Il est également possible d’utiliser la chaine des blocs pour l’enregistrement de l’appartenance des produits de luxe ou des œuvres d’art. L’acte notarial correspondant peut être validé en intégrant l’information à propos de l’appartenance de ces objets dans une chaine des blocs publique, en éliminant ainsi le besoin de validation d’un notaire.

Beaucoup de sociétés financières considèrent également l’utilisation du concept de chaine des blocs pour le recensement des propriétaires de chaque actif particulier, au lieu d’utiliser les Grands Livres internes. Un Grand Livre privé, dont l’intégrité est assurée par la technologie de chaines des blocs, supprime la nécessité de rapprochement de chaque transaction avec son pendant dans le sens opposé. Cette technologie est rapide, elle élimine des erreurs. D’après Santander, cela pourrait permettre aux banques d’économiser jusqu’à $20 milliard euros par an d’ici 2022. Vingt-cinq banques se sont réunis autour de la start-up R3 CEV, basée sur la technologie des chaines des blocs, afin d’élaborer des standards communs. En outre, le NASDAQ commence à utiliser cette technologie pour l’enregistrement du le trading des valeurs des sociétés privées.

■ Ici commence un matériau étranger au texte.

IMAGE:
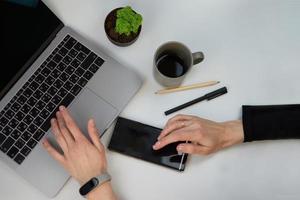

De nouvelles chaines des blocs n’ont pas forcément besoin de reproduire à l’identique le fonctionnement de celle du bitcoin. Par exemple, le bitcoin utilise des capacités de calcul des ordinateurs des membres de sa chaine en les rémunérant en échange en bitcoins nouvellement créés. C’est une sorte de commission versée pour pouvoir maintenir le Grand Livre. Pour diminuer ce type des couts, il est possible de créer des réseaux privés des chaines des blocs, nécessitant moins de sécurité.

De plus, chaque système basé sur cette technologie peut implémenter ces propres règles de gestion stipulant, par exemple, qu’une transaction ne peut avoir lieu que si au moins deux parties y participant l’ont approuvé, ou uniquement si elle est précédée par une autre transaction.

La propagation de l’utilisation des principes de chaine des blocs doit être un signe inquiétant pour tous ceux qui sont impliqués dans le « business de confiance ». Il s’agit, notamment, des institutions et administrations centralisées, comme banques, chambres de compensation et autorités gouvernementales. Même si certaines banques et gouvernements explorent les possibilités d’utilisation de cette technologie, d’autres vont y former un front de résistance. Toutefois, compte tenu du déclin global de confiance envers les banques et les gouvernements, l’apparition des outils permettant de créer plus de surveillance et de transparence dans le domaine des transactions peut s’avérer être une bonne chose.